A morte nos surpreende de várias formas, leva a todos sem distinção de raça, cor, nacionalidade, idade… De Reis e Rainhas ao Papa e ao próprio Jesus Cristo. É a única certeza deste mundo: de que um dia morreremos. E para onde iremos? Ninguém sabe. É por isso que Montaigne compara o fato da morte com o filosofar. “Temo que tenhamos os olhos maiores do que a barriga, e mais curiosidade do que capacidade.”. E assim é o mundo hoje. Se filosofar é raciocinar tirando induções, argumentar, discutir com sutileza, Montaigne vai muito além. Todas as reflexões, argumentações que se observam neste mundo nos levam a um pensar único: não ter medo de morrer. Até mesmo as Sagradas Escrituras revelam que não há a necessidade de se ter medo da morte ou mesmo do que vem antes ou após ela, pois todo o esforço tende à felicidade e o bem viver. “Em Montaigne o Ceticismo convive com uma fé sincera, porque ele é estrutural desconfiança na razão e, justamente por isso, não pode por em causa a fé” (REALE; ANTISERI, 2005).

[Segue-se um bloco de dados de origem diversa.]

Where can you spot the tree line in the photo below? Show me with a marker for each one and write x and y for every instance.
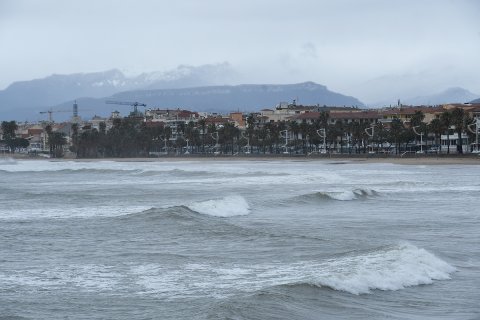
(132, 137)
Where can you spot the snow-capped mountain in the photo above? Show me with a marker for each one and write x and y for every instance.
(223, 99)
(36, 95)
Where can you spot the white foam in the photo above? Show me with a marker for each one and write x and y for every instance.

A vida virtuosa é equiparada a vida feliz, sendo essa virtude tudo aquilo que faz o homem ser bom naquilo que é fazendo ser aquilo que deve ser. Sendo que à luz do pensamento de Montaigne, ele mesmo conclui que um dos principais benefícios da virtude é o menosprezo pela morte. Em seus escritos, Montaigne aponta para o acontecer inevitável e universal da morte e da preparação para a mesma. Não há idade para morrer, nem lugar. E o motivo desta morte pode ser de qualquer forma. A “(…) morte é o objetivo de nossa caminhada, é o objeto necessário de nossa mira (…)”. E há também aqueles que se julgam capazes de não pensar na morte, como contesta Montaigne, contra a tolice de negar este pensamento. Negar a morte tende a aumentar mais o sofrimento, pois quando ela se aproxima e tal pessoa se dá conta de sua aproximação é tomado pela dor e desespero. A virtude está ligada ao aprendizado da morte. Aprender a morrer é aprender a viver.

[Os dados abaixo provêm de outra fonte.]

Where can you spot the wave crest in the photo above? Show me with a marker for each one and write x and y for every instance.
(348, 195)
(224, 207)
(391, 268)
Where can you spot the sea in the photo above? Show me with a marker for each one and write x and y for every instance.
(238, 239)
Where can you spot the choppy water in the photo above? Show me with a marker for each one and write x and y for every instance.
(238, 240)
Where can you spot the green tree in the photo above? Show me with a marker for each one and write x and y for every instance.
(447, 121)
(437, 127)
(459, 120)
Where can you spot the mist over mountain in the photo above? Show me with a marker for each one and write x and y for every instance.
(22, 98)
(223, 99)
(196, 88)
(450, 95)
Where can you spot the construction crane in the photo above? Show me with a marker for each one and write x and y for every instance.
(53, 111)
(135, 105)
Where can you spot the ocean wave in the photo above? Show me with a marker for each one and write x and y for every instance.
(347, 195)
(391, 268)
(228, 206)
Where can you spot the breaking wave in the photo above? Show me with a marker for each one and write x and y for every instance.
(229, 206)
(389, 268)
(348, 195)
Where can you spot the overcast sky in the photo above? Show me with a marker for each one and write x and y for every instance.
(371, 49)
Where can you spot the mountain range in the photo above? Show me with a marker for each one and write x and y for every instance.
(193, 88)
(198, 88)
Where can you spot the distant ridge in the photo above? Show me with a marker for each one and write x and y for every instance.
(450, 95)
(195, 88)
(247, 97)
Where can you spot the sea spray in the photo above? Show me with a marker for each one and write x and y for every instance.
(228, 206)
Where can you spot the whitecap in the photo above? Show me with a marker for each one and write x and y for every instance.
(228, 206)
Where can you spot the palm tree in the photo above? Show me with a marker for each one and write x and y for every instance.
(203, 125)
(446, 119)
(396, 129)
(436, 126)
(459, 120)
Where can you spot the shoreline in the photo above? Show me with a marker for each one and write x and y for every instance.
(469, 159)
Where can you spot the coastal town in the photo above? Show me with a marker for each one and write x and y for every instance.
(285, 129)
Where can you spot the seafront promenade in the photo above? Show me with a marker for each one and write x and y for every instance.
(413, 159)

Pensar na morte nos afasta do terrível sentimento que ela apresenta: o inesperado, o desassossego do desconhecido, o susto. Habituando-se a ela, tendo-a no pensamento, conclui-se que está próxima e que nada pode ser feito. É com tranquilidade que Montaigne almeja se deparar com a própria morte: “Quero (…) que a morte me encontre plantando minhas couves, mas despreocupado dela, e mais ainda de meu jardim imperfeito.”

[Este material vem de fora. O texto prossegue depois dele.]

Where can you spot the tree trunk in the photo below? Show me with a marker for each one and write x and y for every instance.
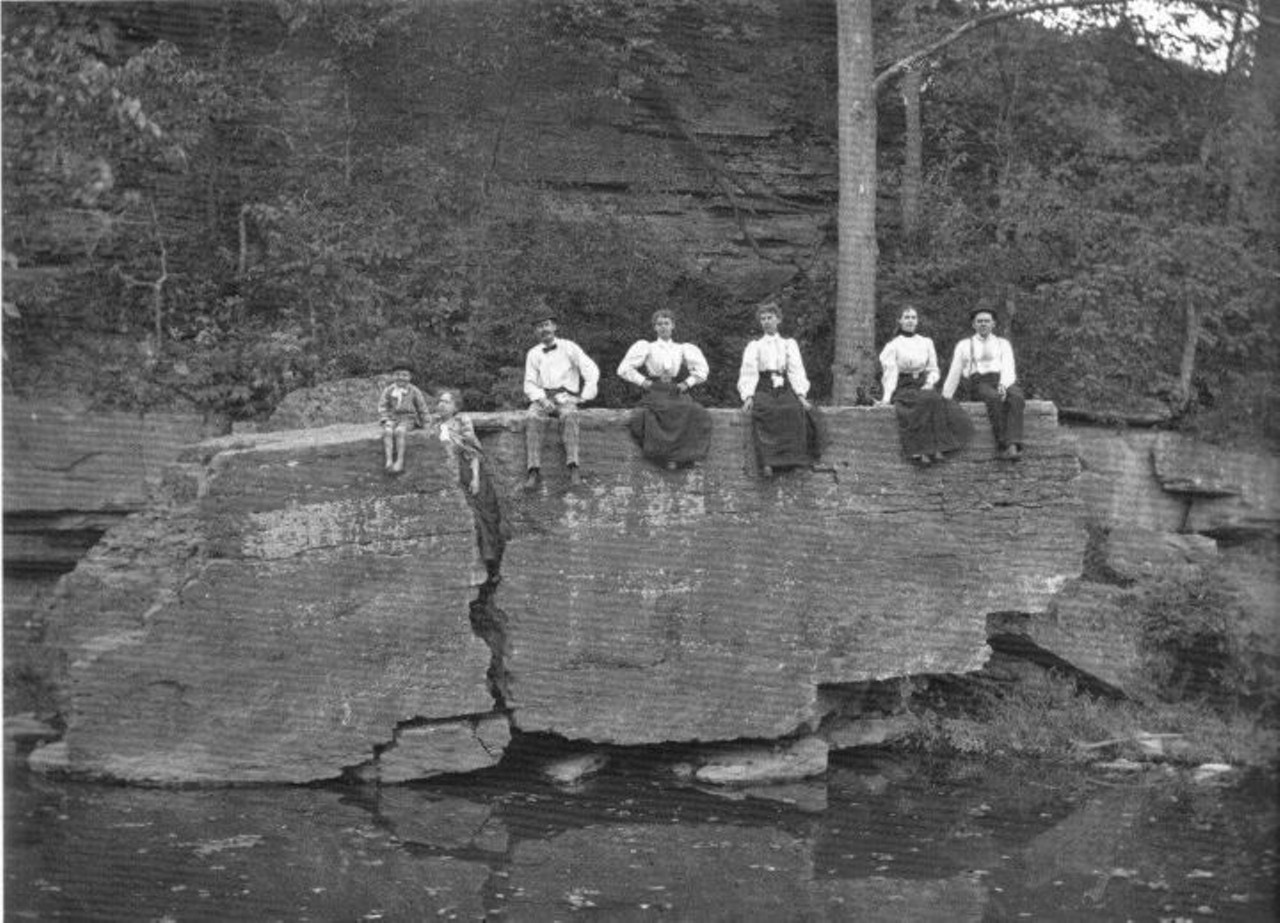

Montaigne nos apresenta uma íntima relação entre a vida e a morte, impossível se pensar em ambas separadamente. Para o Cristianismo, a morte é o ínicio da vida eterna, por exemplo. Filosofar é aprender a morrer, talvez seja este o papel da Filosofia. Mas esta expressão, “filosofar é aprender a morrer”, não é um termo de fundamento cristão. Montaigne faz uma alusão a Jesus Cristo, decerto, mas só por conta de sua morte aos trinta e três anos. O cristianismo entra em algumas questões montaignianas, mas sem implicações religiosas e nem são tributários de esperança cristã.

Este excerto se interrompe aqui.